J Neurosci Res. 2000 Jul 1;61(1):107-15. doi: 10.1002/1097-4547(20000701)61:1<107::AID-JNR13>3.0.CO;2-J.
The postnatal developmental distribution pattern of metabotropic glutamate receptor (mGluR1a) immunoreactive unipolar brush cells (UBCs) was studied in the cerebellar cortex of kittens. On the day of birth (P0) UBCs are already present in the white matter in lobule X of the vermis, but only a few of these cell seemed to migrate to the deeper region of the internal granular layer. By the end of the first week (P8) UBCs were seen to invade the white matter + internal granular layer of lobules IX, VIII, I, and II of the vermis, and they spread further in the transitory area medio-laterally from the vermis toward the cerebellar hemispheres. By P15, UBCs appeared in lobules III and VII of the vermis, as well as in corresponding lobules of the neocerebellum, with especially high numbers in lobule VII. By P22, UBCs migrated further after their medio-lateral course in the neocerebellum, and began to invade lobules V and VI. At P62 the amount of UBCs in midsagittal planes of early developing vermal lobules (I, II, VII-X) resembled the P132 or adult pattern. The medio-lateral migration and incorporation of UBCs into the late-developing cerebellar lobules V and VI was completed only by P132, when the spatial distribution of UBCs in both the vermal and neocerebellar lobules was comparable to that seen in the 1 year old young adult cat. Although by P132 the postnatal migration of the vast majority of UBCs seemed to be completed, in the cerebellum of adult cats a few migrating UBCs could still be observed in the white matter of the cerebellar lobules, and beneath the ependyma of the fourth ventricle. It is concluded that during ontogenesis the migration course of UBCs follows essentially the developmental sequence of cerebellar lobules, although the incorporation of UBCs into the internal granular layer continues until 4 months postnatally, i.e., much beyond the apparent completion (about two months postnatally) of cytoarchitectonic built up of the cerebellar cortex of kittens.

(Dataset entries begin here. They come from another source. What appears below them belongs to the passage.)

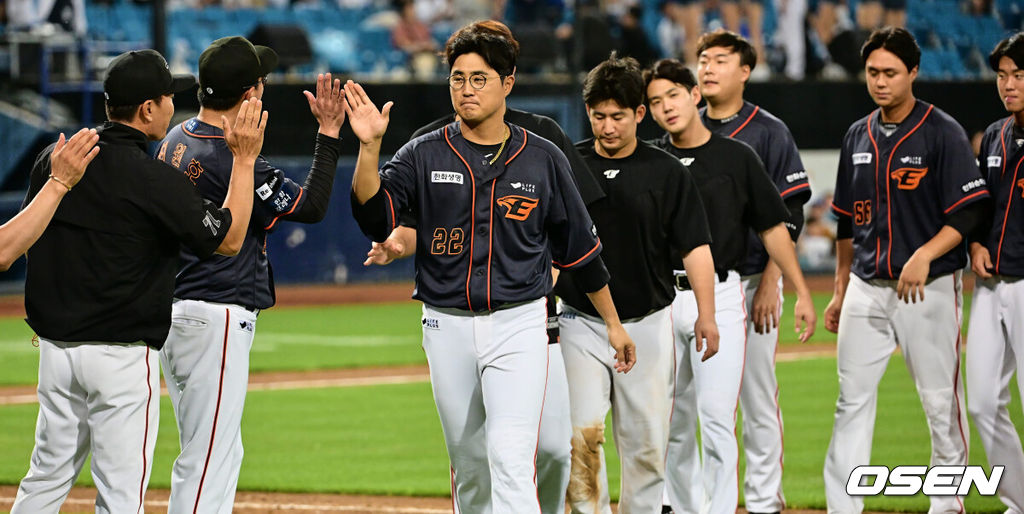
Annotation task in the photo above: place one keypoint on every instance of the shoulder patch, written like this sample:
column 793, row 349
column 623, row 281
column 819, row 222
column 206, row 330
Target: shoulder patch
column 862, row 158
column 450, row 177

研究了新生小猫小脑皮质中代谢型谷氨酸受体(mGluR1a)免疫反应性单极刷状细胞(UBCs)的产后发育分布模式。出生当天(P0),UBCs已存在于蚓部小叶X的白质中,但这些细胞中只有少数似乎迁移到内颗粒层的较深区域。到第一周结束时(P8),可见UBCs侵入蚓部小叶IX、VIII、I和II的白质+内颗粒层,并从蚓部向小脑半球在中侧的过渡区域进一步扩散。到P15时,UBCs出现在蚓部小叶III和VII以及新小脑的相应小叶中,在小叶VII中数量尤其多。到P22时,UBCs在新小脑中沿中侧方向进一步迁移,并开始侵入小叶V和VI。在P62时,早期发育的蚓部小叶(I、II、VII - X)矢状面中的UBCs数量类似于P132或成年模式。UBCs向中侧迁移并融入发育较晚的小脑小叶V和VI的过程直到P132才完成,此时UBCs在蚓部和新小脑小叶中的空间分布与1岁年轻成年猫中的情况相当。尽管到P132时绝大多数UBCs的产后迁移似乎已经完成,但在成年猫的小脑中,仍可在小脑小叶的白质以及第四脑室室管膜下方观察到少数正在迁移的UBCs。得出的结论是,在个体发育过程中,UBCs的迁移过程基本上遵循小脑小叶的发育顺序,尽管UBCs融入内颗粒层的过程一直持续到出生后4个月,即远远超过小猫小脑皮质细胞构筑明显完成(约出生后两个月)的时间。